Hay un nombre
establecido en la simiente, un cierto sabor a cenizas y a sal, un eco maternal
que se viene por el atardecer como perdido en el silencio, el rumor puro de la
lluvia sobre el techo de zinc, la primavera soleada de los diciembres sobre las
dalias y los nardos, un olor a tierra quemada. Como si fuera un vicio de mi
nostalgia por ella imperecedera amaneció con la misma leve llovizna de ayer y
anteayer, esa garúa finita que humedecía los rosales para que lagrimearan por
ella. Y me dejo dormir acurrucado allá por lo suyo, adicto vorazmente a su inasistencia.

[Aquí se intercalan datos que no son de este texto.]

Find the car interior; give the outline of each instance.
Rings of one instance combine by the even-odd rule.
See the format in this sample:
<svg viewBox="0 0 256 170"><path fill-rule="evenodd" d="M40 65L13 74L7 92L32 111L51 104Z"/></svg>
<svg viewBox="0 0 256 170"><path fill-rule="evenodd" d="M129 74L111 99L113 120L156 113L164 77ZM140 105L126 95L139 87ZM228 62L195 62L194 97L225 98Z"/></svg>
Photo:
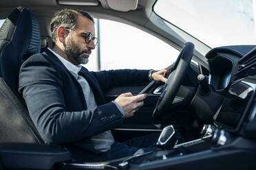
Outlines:
<svg viewBox="0 0 256 170"><path fill-rule="evenodd" d="M163 25L152 10L156 1L0 2L0 19L5 19L0 28L0 170L254 169L256 45L211 49L178 27ZM147 93L143 107L112 132L121 142L158 132L157 150L81 162L68 145L44 143L18 92L19 69L30 56L52 47L51 18L70 8L136 27L180 51L165 84L152 81L104 91L107 102L124 92ZM185 142L175 140L178 133Z"/></svg>

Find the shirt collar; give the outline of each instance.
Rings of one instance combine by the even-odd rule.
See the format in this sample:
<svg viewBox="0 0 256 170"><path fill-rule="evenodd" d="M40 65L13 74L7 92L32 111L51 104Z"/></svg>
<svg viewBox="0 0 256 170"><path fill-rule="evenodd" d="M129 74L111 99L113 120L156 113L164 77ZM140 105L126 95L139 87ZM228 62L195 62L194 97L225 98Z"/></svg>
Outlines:
<svg viewBox="0 0 256 170"><path fill-rule="evenodd" d="M55 53L52 49L47 47L47 49L52 51L58 58L61 60L62 64L67 68L68 71L70 71L75 77L77 78L78 77L78 72L82 69L82 66L81 65L74 65L70 62L65 60L64 58L61 57L58 53Z"/></svg>

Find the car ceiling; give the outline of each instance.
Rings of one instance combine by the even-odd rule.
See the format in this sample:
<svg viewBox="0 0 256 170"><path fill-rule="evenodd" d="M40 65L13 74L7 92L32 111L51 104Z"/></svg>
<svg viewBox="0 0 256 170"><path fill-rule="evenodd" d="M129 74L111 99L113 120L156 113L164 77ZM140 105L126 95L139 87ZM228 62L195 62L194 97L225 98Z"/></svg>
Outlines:
<svg viewBox="0 0 256 170"><path fill-rule="evenodd" d="M81 9L88 12L94 18L115 21L134 26L180 50L184 44L184 40L173 38L160 28L149 24L151 23L150 17L152 18L152 14L156 16L152 12L156 1L156 0L1 0L0 19L6 19L17 6L26 7L37 16L41 37L46 37L49 41L51 33L48 25L54 13L64 8ZM210 49L205 47L202 42L199 42L199 45L202 47L201 49L203 49L203 52L196 52L196 58L207 67L204 54Z"/></svg>
<svg viewBox="0 0 256 170"><path fill-rule="evenodd" d="M49 27L45 25L49 25L54 14L61 9L71 8L85 10L94 18L122 22L143 29L144 24L152 12L152 5L155 1L156 0L0 1L0 19L6 19L16 7L25 6L37 16L42 36L50 36ZM79 4L81 5L78 5Z"/></svg>

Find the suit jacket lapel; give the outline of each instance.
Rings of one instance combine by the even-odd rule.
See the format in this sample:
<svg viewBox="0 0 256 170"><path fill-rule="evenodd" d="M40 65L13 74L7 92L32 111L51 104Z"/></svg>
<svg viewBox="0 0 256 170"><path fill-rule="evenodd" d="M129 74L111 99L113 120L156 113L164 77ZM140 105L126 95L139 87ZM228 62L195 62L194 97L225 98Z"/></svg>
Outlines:
<svg viewBox="0 0 256 170"><path fill-rule="evenodd" d="M64 64L61 62L60 60L58 60L58 58L53 53L52 53L52 51L50 51L50 50L48 49L45 49L43 53L46 53L46 56L50 56L52 59L54 60L55 61L57 62L57 63L59 64L59 66L61 67L62 67L63 69L65 69L65 71L67 71L67 73L71 75L71 78L74 80L74 83L76 84L76 87L79 89L79 91L80 91L80 97L81 99L83 99L83 101L84 101L83 102L83 107L85 108L85 109L87 109L87 105L86 104L86 101L85 101L85 95L83 95L83 89L82 89L82 87L80 85L79 82L77 81L77 80L71 74L71 73L70 72L70 71L64 66Z"/></svg>

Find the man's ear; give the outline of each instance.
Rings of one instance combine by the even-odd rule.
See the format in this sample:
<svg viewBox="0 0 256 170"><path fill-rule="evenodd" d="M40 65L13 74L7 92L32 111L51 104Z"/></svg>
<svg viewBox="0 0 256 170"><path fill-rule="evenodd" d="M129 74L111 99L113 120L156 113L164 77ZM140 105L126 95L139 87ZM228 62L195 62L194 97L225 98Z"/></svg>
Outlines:
<svg viewBox="0 0 256 170"><path fill-rule="evenodd" d="M63 26L59 26L57 29L57 40L63 43L65 38L67 36L67 32Z"/></svg>

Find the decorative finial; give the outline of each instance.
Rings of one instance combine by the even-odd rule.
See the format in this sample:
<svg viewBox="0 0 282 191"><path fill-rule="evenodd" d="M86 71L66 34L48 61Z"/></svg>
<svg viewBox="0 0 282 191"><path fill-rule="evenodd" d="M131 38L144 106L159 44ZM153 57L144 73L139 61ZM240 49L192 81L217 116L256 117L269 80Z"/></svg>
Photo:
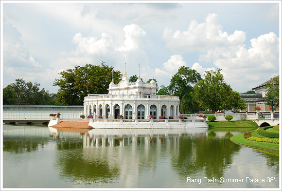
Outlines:
<svg viewBox="0 0 282 191"><path fill-rule="evenodd" d="M125 73L124 73L124 76L123 76L123 77L126 77L126 63L125 63Z"/></svg>

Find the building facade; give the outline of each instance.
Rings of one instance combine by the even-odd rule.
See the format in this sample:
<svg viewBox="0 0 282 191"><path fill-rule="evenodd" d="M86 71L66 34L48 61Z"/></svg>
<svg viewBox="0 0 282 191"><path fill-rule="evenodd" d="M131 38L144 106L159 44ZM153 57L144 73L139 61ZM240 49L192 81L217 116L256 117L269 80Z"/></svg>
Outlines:
<svg viewBox="0 0 282 191"><path fill-rule="evenodd" d="M118 84L109 85L108 94L88 95L84 97L84 114L93 118L114 118L122 115L124 119L148 119L162 116L177 119L179 98L176 96L157 95L156 82L143 82L140 77L130 83L126 74ZM171 117L170 117L171 118Z"/></svg>

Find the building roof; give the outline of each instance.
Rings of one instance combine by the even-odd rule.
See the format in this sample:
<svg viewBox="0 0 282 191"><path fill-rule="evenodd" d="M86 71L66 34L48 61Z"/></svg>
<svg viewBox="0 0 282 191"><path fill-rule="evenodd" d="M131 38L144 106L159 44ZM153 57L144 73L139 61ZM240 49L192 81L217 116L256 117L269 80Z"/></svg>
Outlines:
<svg viewBox="0 0 282 191"><path fill-rule="evenodd" d="M278 75L277 76L275 76L274 77L279 78L279 75ZM258 85L258 86L256 87L255 88L252 88L252 90L256 90L256 89L259 89L260 88L262 88L263 87L265 86L266 85L266 84L267 84L267 83L270 82L271 81L272 81L273 80L272 79L270 79L268 81L267 81L265 82L264 83L263 83L262 84L261 84L260 85Z"/></svg>
<svg viewBox="0 0 282 191"><path fill-rule="evenodd" d="M262 94L239 94L240 96L247 102L264 101Z"/></svg>

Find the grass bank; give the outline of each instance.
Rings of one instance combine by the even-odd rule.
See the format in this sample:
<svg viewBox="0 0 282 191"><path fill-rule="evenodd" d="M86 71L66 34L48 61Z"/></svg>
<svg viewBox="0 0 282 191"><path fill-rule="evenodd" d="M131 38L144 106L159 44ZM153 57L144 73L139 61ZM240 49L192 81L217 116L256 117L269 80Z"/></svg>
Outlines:
<svg viewBox="0 0 282 191"><path fill-rule="evenodd" d="M252 121L207 121L210 127L258 127Z"/></svg>
<svg viewBox="0 0 282 191"><path fill-rule="evenodd" d="M252 136L259 138L269 138L269 137L266 137L257 134L257 131L252 132L251 135ZM252 141L246 139L244 137L244 134L233 136L230 138L230 140L235 143L247 147L257 149L266 149L272 151L278 152L279 151L279 144L266 143L259 141Z"/></svg>

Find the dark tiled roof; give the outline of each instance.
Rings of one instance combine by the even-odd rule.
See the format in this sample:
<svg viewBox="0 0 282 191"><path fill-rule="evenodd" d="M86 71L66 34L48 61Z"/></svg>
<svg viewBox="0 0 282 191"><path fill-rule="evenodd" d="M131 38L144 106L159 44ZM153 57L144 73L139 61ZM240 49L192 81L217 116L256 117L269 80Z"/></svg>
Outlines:
<svg viewBox="0 0 282 191"><path fill-rule="evenodd" d="M279 78L279 75L277 76L276 77L278 77ZM273 80L272 79L269 79L268 81L265 82L264 83L263 83L262 84L261 84L261 85L256 87L255 88L252 88L252 90L256 90L257 89L261 88L262 87L264 87L264 86L265 86L266 85L266 84L268 82L271 82Z"/></svg>
<svg viewBox="0 0 282 191"><path fill-rule="evenodd" d="M239 94L240 96L247 102L264 101L262 94Z"/></svg>

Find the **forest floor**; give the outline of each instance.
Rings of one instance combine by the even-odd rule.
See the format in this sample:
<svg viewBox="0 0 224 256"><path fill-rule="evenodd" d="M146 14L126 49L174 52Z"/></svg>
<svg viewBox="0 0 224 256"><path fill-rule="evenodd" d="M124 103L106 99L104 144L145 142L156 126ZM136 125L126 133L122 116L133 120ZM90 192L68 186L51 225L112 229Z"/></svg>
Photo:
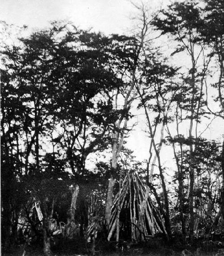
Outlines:
<svg viewBox="0 0 224 256"><path fill-rule="evenodd" d="M88 244L89 253L86 253L85 244L74 241L60 243L53 246L52 256L87 256L92 255L91 244ZM10 252L3 252L2 256L24 256L23 246L17 246ZM43 247L38 244L30 245L26 250L26 256L42 256ZM177 245L168 246L161 243L155 244L145 243L131 245L124 243L116 248L112 243L100 243L95 248L95 256L224 256L224 249L183 247Z"/></svg>

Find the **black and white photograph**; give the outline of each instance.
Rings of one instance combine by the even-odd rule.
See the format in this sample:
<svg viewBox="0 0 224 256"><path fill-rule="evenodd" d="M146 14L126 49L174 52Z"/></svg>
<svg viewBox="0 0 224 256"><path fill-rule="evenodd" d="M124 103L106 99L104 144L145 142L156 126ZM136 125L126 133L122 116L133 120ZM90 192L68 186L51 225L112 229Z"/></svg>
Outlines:
<svg viewBox="0 0 224 256"><path fill-rule="evenodd" d="M1 255L224 256L224 0L0 2Z"/></svg>

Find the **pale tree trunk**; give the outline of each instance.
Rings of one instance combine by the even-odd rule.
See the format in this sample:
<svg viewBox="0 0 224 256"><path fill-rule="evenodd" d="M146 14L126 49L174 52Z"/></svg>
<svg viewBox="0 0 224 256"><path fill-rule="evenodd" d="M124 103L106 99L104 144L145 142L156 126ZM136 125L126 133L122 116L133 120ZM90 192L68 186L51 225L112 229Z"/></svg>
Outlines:
<svg viewBox="0 0 224 256"><path fill-rule="evenodd" d="M161 128L160 131L160 138L159 139L159 147L158 148L158 153L159 154L161 149L162 148L162 146L163 145L163 140L164 139L164 128L165 127L165 124L164 122L163 123L163 125L162 128ZM150 183L152 183L152 180L153 180L153 173L154 172L154 167L155 164L155 161L157 159L157 157L156 154L155 154L153 159L152 160L152 166L151 168L151 170L150 171L150 174L149 175L149 182Z"/></svg>
<svg viewBox="0 0 224 256"><path fill-rule="evenodd" d="M132 102L138 95L138 92L136 90L135 91L135 91L135 87L137 87L139 88L141 87L141 79L142 78L142 75L140 78L140 82L139 83L139 84L136 85L136 84L137 82L136 77L136 73L138 66L139 55L143 49L144 40L146 36L147 35L147 32L148 31L148 26L150 24L150 22L148 20L148 17L146 17L146 13L144 7L142 6L142 8L140 8L139 9L137 8L137 9L138 9L139 10L140 10L141 12L141 14L143 18L143 22L142 27L140 33L139 44L136 50L136 56L132 71L130 86L127 90L126 94L125 96L124 95L123 95L125 98L124 106L123 107L123 113L121 115L121 116L120 119L118 120L117 124L115 124L116 127L115 127L115 128L116 131L114 132L113 136L114 141L112 146L112 172L110 178L109 179L105 209L105 221L108 227L110 222L111 216L111 207L112 206L113 191L115 181L113 173L114 173L116 171L117 160L123 145L124 133L127 128L127 125L128 120L128 118L126 117L129 113ZM115 110L118 110L117 99L118 94L120 92L118 90L115 99ZM131 95L132 93L132 95ZM122 126L122 123L123 126Z"/></svg>
<svg viewBox="0 0 224 256"><path fill-rule="evenodd" d="M75 214L76 209L76 203L79 191L78 185L76 185L72 196L72 201L70 209L68 212L68 218L66 225L66 237L73 237L73 234L75 229Z"/></svg>
<svg viewBox="0 0 224 256"><path fill-rule="evenodd" d="M121 201L121 177L122 171L121 171L120 174L120 180L119 180L119 191L118 192L118 201L117 204L117 207L118 207L117 209L117 216L116 216L116 242L117 246L118 245L119 242L119 233L120 233L120 213L121 212L121 206L120 205L120 202Z"/></svg>
<svg viewBox="0 0 224 256"><path fill-rule="evenodd" d="M50 256L52 255L50 243L50 235L49 227L49 219L47 214L47 208L46 203L43 206L43 254L45 256Z"/></svg>

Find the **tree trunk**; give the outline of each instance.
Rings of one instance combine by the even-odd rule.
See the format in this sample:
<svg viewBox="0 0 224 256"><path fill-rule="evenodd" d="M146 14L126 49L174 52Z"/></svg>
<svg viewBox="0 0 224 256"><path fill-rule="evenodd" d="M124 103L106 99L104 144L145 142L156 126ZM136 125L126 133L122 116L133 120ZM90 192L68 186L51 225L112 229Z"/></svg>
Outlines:
<svg viewBox="0 0 224 256"><path fill-rule="evenodd" d="M45 256L52 255L50 243L50 236L49 234L49 218L47 214L47 206L43 203L43 254Z"/></svg>
<svg viewBox="0 0 224 256"><path fill-rule="evenodd" d="M67 219L66 225L66 237L73 237L73 234L75 228L75 214L76 208L76 202L78 197L79 187L78 185L76 185L73 191L72 197L72 201L70 209L68 212L68 218Z"/></svg>
<svg viewBox="0 0 224 256"><path fill-rule="evenodd" d="M109 227L111 216L111 208L112 207L113 191L114 186L114 179L112 176L109 179L108 185L108 195L107 197L107 203L105 210L105 221L107 226Z"/></svg>
<svg viewBox="0 0 224 256"><path fill-rule="evenodd" d="M221 190L220 193L220 206L221 212L224 220L224 140L223 143L222 151L222 173L223 177L223 185Z"/></svg>

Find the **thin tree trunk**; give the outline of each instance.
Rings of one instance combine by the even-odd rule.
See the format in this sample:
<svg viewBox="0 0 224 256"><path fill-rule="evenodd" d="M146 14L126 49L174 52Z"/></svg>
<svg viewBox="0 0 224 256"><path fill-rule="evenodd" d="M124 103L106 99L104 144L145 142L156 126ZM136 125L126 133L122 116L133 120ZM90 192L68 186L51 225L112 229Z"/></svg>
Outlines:
<svg viewBox="0 0 224 256"><path fill-rule="evenodd" d="M113 191L114 186L114 179L111 177L109 179L108 185L108 195L107 198L107 204L106 205L105 221L107 226L109 227L111 216L111 208L112 207Z"/></svg>
<svg viewBox="0 0 224 256"><path fill-rule="evenodd" d="M49 218L47 206L43 203L43 254L45 256L50 256L52 254L50 243L50 236L49 234Z"/></svg>
<svg viewBox="0 0 224 256"><path fill-rule="evenodd" d="M34 125L35 134L35 153L36 154L36 165L37 168L39 169L39 124L38 118L38 106L35 106Z"/></svg>
<svg viewBox="0 0 224 256"><path fill-rule="evenodd" d="M117 243L117 246L118 245L119 242L119 233L120 233L120 213L121 212L121 207L120 205L120 201L121 199L121 176L122 172L121 171L120 174L120 180L119 180L119 191L118 192L118 201L117 202L117 206L118 207L117 209L117 216L116 217L116 242Z"/></svg>
<svg viewBox="0 0 224 256"><path fill-rule="evenodd" d="M223 185L221 190L220 194L220 206L221 211L224 220L224 140L223 143L222 151L222 173L223 178Z"/></svg>
<svg viewBox="0 0 224 256"><path fill-rule="evenodd" d="M68 218L67 219L66 226L66 236L67 237L73 237L73 234L74 231L75 225L75 215L76 208L76 203L79 191L79 187L76 185L73 191L72 196L72 201L70 209L68 213Z"/></svg>

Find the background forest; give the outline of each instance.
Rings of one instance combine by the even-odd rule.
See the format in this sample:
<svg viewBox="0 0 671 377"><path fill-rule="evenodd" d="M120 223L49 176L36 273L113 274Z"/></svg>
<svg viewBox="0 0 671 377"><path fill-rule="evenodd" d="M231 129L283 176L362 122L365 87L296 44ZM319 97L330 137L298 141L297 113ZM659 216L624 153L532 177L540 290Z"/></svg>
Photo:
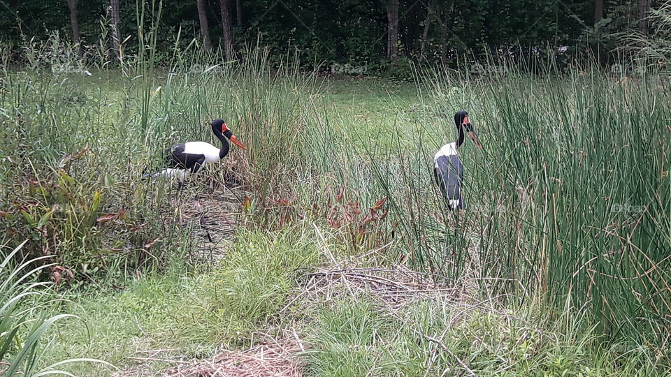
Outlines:
<svg viewBox="0 0 671 377"><path fill-rule="evenodd" d="M158 1L143 3L159 7ZM500 57L576 56L587 49L603 59L624 47L619 34L649 31L653 5L651 0L165 0L154 26L164 59L194 38L200 47L222 48L230 57L260 38L272 56L296 49L304 66L326 61L325 68L358 73L397 69L410 60L454 66L460 54L472 59L488 51ZM16 50L54 33L82 46L99 45L105 36L115 50L132 54L139 40L138 6L134 0L5 0L1 39Z"/></svg>

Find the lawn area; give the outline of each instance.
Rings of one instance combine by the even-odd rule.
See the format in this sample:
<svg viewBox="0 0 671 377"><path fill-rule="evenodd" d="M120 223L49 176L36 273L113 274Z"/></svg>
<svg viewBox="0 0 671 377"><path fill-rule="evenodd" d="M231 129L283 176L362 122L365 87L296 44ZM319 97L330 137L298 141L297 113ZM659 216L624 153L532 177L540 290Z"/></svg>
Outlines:
<svg viewBox="0 0 671 377"><path fill-rule="evenodd" d="M275 347L289 376L669 371L658 81L135 73L3 81L5 249L55 255L34 278L60 282L22 304L78 317L44 333L40 367L171 375ZM461 109L484 148L459 149L455 214L433 155ZM182 190L141 179L169 145L217 144L216 117L246 150Z"/></svg>

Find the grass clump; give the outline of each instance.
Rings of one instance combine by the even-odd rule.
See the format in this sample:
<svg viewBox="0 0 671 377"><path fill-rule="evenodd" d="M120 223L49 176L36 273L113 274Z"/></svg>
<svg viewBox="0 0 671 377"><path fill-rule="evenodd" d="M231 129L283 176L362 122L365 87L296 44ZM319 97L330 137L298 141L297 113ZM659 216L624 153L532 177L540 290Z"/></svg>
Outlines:
<svg viewBox="0 0 671 377"><path fill-rule="evenodd" d="M87 326L59 325L45 357L87 354L123 368L134 364L127 357L144 357L147 350L171 348L168 355L197 358L222 346L250 344L254 331L283 323L277 313L287 304L298 272L318 262L309 235L301 228L241 231L240 242L210 272L175 268L130 281L121 292L71 295L78 304L68 310L85 318ZM154 370L169 366L150 364ZM94 365L80 368L75 371L82 375L104 373Z"/></svg>
<svg viewBox="0 0 671 377"><path fill-rule="evenodd" d="M420 300L396 311L352 297L322 306L309 332L313 376L644 376L656 355L601 348L580 318L547 321L537 308L514 311ZM374 300L374 299L373 299Z"/></svg>

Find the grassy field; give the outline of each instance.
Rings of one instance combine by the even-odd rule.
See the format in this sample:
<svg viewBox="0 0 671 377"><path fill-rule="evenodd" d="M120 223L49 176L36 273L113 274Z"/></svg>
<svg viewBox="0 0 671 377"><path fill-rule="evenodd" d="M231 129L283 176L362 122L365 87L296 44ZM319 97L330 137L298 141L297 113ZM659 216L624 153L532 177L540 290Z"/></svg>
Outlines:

Siempre busco su imagen en la filigrana del bosque, y a veces la encuentro
escondida en los verdores atávicos de la primavera que no alcanzó a tocarla,
entonces me voy buscando la tersura de su mano sobre la mía y me extravío entre
derrumbes u hojarasca, otoño siempre de por medio. Caerán uno a uno los velados
tormentos de la aciaga memoria, danzarán las mariposas sin nombre en el
mediodía del bosque encantado, y ella resurgirá eterna y transparente por la
magia de la palabra y el terrible hechizo de su ausencia. Solo el jardín que
cultivaron sus manos puede contener todos los sueños, todos los susurros, todas
las voces, todos los sonidos de ese mismo rumor y fragancia que me rompe y me
atrapa y me naufraga y me rescata en lejanías que se disuelven en esas distancias
que otras voces secretas niegan en la búsqueda ciega de justificar la cercanía
imposible, de oír aunque sea el eco de su voz por el patio del horno de pan, o
antes, cuando el maíz de las estirpes. Y me sueño niño en ese patio de tierra
antigua, recorriendo su jardín, descubriendo los pájaros, los insectos, los
colores de las piedras, me veo nocturno en su ámbito sereno aprendiendo a no
tener miedo a la oscuridad, a reconocer el simple sabor del agua, a disgregarme
en el perfume total de la primavera y a leer los fragmentos de su silencio en las
hojas amarillas, rojas, ocres, que me legaron aquellos otoños apacibles antes
de las lluvias torrenciales de aquellos inviernos en la casa de esa infancia
donde era posible vivir los días de las penas ligeras. En el intento hay un
sabor a ciruelas maduradas en el ciruelo, y un olor a anochecer de primavera
florecida en madreselvas, pero ella no está.